A SITA survey of 152 airlines claimed that migration to IP-enabled networks, the expanded use of Internet-facing self-service systems, and an increase in passenger numbers have all contributed to security concerns among airlines.
In addition, 74 percent of respondents said that migration to IP-based networks had also increased exposure to security breaches.
While only just over half of the airlines surveyed in the SITA 2007 Airline IT Trends Survey currently offer check-in over the Web, 89 percent expect to offer it within the next two years. By then, 52 percent of airlines are planning to offer self-boarding services and 76 percent plan to implement mobile phone check-in services.

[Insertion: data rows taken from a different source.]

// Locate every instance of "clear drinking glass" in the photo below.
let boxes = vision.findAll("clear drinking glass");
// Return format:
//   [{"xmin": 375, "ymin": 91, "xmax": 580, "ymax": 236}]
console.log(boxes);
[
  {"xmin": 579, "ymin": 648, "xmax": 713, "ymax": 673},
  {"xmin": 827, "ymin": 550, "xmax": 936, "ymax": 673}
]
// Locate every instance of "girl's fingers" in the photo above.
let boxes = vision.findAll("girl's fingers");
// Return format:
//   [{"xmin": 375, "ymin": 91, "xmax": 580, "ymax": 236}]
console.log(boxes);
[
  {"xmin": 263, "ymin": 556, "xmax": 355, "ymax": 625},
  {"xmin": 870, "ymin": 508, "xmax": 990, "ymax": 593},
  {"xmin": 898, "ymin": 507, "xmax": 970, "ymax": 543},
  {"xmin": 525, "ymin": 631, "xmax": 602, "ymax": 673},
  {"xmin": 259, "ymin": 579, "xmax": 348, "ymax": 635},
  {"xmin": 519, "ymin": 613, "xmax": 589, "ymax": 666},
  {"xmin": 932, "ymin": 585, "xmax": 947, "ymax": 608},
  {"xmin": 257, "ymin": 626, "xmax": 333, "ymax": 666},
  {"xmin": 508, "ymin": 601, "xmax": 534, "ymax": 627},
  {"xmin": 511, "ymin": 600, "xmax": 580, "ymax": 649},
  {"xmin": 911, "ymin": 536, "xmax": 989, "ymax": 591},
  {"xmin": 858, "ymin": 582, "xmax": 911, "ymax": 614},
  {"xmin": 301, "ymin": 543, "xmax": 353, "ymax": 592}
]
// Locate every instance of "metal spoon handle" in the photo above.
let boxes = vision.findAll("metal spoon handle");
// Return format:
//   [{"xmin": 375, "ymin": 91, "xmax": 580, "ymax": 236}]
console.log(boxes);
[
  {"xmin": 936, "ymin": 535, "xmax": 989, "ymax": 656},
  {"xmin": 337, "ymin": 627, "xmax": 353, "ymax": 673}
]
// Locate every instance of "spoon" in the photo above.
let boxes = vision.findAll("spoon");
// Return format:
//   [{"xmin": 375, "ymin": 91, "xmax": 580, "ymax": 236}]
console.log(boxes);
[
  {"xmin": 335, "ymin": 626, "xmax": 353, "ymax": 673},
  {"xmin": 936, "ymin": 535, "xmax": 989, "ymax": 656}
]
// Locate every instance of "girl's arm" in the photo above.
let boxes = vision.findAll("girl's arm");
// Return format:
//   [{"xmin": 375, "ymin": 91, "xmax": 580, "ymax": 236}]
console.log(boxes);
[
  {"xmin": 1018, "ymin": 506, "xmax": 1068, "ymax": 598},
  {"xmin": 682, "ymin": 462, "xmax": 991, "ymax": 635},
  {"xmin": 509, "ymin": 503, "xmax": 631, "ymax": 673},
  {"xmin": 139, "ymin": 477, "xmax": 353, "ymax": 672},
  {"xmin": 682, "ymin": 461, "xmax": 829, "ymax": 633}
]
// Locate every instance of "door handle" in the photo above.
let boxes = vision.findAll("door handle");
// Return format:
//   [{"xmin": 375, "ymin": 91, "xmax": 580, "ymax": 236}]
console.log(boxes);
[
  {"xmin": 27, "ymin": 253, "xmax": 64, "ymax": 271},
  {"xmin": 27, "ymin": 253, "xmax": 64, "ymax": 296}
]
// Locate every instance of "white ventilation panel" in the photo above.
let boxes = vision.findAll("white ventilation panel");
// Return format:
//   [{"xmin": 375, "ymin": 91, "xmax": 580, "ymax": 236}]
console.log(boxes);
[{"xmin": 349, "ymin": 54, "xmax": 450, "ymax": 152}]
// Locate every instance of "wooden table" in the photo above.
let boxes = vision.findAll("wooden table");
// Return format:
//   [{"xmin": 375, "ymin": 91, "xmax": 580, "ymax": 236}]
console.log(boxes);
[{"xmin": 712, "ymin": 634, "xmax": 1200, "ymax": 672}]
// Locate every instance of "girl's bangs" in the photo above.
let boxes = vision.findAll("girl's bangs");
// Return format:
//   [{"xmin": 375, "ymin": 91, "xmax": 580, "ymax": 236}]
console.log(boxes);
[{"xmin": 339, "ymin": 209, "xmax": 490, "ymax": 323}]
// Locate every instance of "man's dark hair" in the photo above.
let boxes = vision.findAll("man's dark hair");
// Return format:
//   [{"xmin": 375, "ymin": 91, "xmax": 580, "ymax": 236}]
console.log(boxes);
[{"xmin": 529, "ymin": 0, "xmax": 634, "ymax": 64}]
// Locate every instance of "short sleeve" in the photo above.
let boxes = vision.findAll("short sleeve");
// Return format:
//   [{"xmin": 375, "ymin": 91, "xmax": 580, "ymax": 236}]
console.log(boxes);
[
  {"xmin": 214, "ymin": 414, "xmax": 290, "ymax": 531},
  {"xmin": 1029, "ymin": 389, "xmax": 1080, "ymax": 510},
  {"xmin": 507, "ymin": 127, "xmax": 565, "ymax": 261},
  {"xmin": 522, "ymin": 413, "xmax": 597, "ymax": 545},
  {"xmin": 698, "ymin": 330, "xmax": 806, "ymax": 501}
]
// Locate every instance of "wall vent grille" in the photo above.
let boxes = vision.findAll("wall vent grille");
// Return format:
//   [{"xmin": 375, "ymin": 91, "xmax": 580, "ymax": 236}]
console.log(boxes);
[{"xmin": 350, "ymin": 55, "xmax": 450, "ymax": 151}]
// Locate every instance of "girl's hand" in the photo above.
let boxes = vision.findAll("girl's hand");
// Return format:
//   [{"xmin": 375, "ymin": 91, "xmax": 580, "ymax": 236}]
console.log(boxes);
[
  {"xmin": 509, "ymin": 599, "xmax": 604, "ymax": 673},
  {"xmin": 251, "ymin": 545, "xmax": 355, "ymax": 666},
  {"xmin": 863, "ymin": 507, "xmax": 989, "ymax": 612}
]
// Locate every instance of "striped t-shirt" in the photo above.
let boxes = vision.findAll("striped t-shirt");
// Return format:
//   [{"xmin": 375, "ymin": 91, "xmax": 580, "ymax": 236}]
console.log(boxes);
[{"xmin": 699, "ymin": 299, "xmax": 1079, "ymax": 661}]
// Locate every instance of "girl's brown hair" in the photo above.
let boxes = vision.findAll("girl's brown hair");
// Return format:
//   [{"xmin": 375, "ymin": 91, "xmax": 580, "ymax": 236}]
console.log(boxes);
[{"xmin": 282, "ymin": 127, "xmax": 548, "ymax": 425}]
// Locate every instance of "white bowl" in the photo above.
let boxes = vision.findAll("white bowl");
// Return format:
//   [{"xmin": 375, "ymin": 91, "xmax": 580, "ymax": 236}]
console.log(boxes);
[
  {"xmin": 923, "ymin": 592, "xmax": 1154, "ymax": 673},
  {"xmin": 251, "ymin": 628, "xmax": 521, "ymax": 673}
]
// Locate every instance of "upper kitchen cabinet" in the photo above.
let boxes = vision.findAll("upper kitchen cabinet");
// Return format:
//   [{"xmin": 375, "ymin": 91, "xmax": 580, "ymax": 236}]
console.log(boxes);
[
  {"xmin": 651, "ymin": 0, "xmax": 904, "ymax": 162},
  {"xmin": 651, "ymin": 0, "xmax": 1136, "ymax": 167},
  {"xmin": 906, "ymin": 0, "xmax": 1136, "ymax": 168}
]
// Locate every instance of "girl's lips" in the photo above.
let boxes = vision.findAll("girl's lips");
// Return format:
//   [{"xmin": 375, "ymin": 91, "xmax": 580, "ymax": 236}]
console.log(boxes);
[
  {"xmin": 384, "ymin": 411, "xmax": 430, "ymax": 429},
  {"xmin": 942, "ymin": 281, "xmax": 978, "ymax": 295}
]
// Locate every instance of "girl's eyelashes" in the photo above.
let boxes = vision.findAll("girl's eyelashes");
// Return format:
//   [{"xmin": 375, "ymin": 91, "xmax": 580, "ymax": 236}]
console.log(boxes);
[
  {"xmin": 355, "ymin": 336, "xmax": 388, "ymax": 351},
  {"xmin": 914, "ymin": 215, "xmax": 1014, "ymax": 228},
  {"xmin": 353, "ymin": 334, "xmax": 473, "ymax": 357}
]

"Each of these services adds new layers to the physical and IT security equation, increases security risks and poses the challenge to deliver secure services in a fast and efficient manner," the survey stated.
This survey follows the US Federal Aviation Administration (FAA) airing fears in January that Boeing's 787 Dreamliner computer systems could be hacked by passengers due to a lack of isolation between navigation systems and entertainment systems -- including Internet services offered to passengers.
According to the FAA this connectivity could result in security vulnerabilities from intentional or unintentional corruption of data and systems critical to the safety and maintenance of the airplane.
The FAA outlined special conditions regarding the design of the 787's computer networks that Boeing must meet before the aircraft can be used commercially.